Accelerating Sparse Matrix Vector Multiplication on Many-Core GPUs

Many-core GPUs provide high computing ability and substantial bandwidth; however, optimizing irregular applications like SpMV on GPUs becomes a difficult but meaningful task. In this paper, we propose a novel method to improve the performance of SpMV on GPUs. A new storage format called HYB-R is proposed to exploit GPU architecture more efficiently. The COO portion of the matrix is partitioned recursively into a ELL portion and a COO portion in the process of creating HYB-R format to ensure that there are as many non-zeros as possible in ELL format. The method of partitioning the matrix is an important problem for HYB-R kernel, so we also try to tune the parameters to partition the matrix for higher performance. Experimental results show that our method can get better performance than the fastest kernel (HYB) in NVIDIA-s SpMV library with as high as 17% speedup.




References:
[1] E.-J. Im, "Optimizing the performance of sparse matrix-vector
multiplication", PhD thesis, University of California, Berkeley, May
2000.
[2] R. Vuduc, " Automatic Performance Tuning of Sparse Matrix Kernels",
PhD thesis, University of California, Berkeley, December 2003.

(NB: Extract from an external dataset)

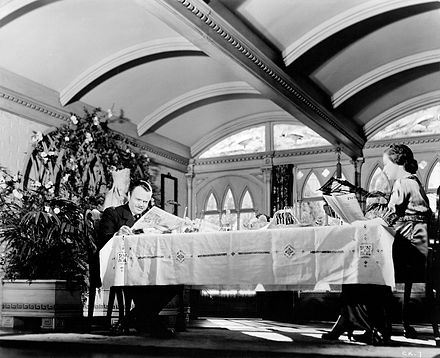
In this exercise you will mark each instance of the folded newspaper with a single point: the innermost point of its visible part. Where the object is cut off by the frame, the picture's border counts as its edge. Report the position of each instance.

[3] S. Williams , "Auto-tuning Performance on Multicore Computers", PhD
thesis, University of California, Berkeley, 2008.
[4] Sam Williams, Richard Vuduc, Leonid Oliker, John Shalf, Katherine
Yelick, and James Demmel, "Optimizing sparse matrix-vector multiply
on emerging multicore platforms," Journal of Parallel Computing, vol.
35, no. 3, pp.178-194, March 2009.
[5] Jeff Bolz, Ian Farmer, et al. , "Sparse matrix solvers on the GPU:
Conjugate gradients and multigrid," In Proc. Special Interest Group on
Graphics Conf. (SIGGRAPH), San Diego, CA, USA, July 2003.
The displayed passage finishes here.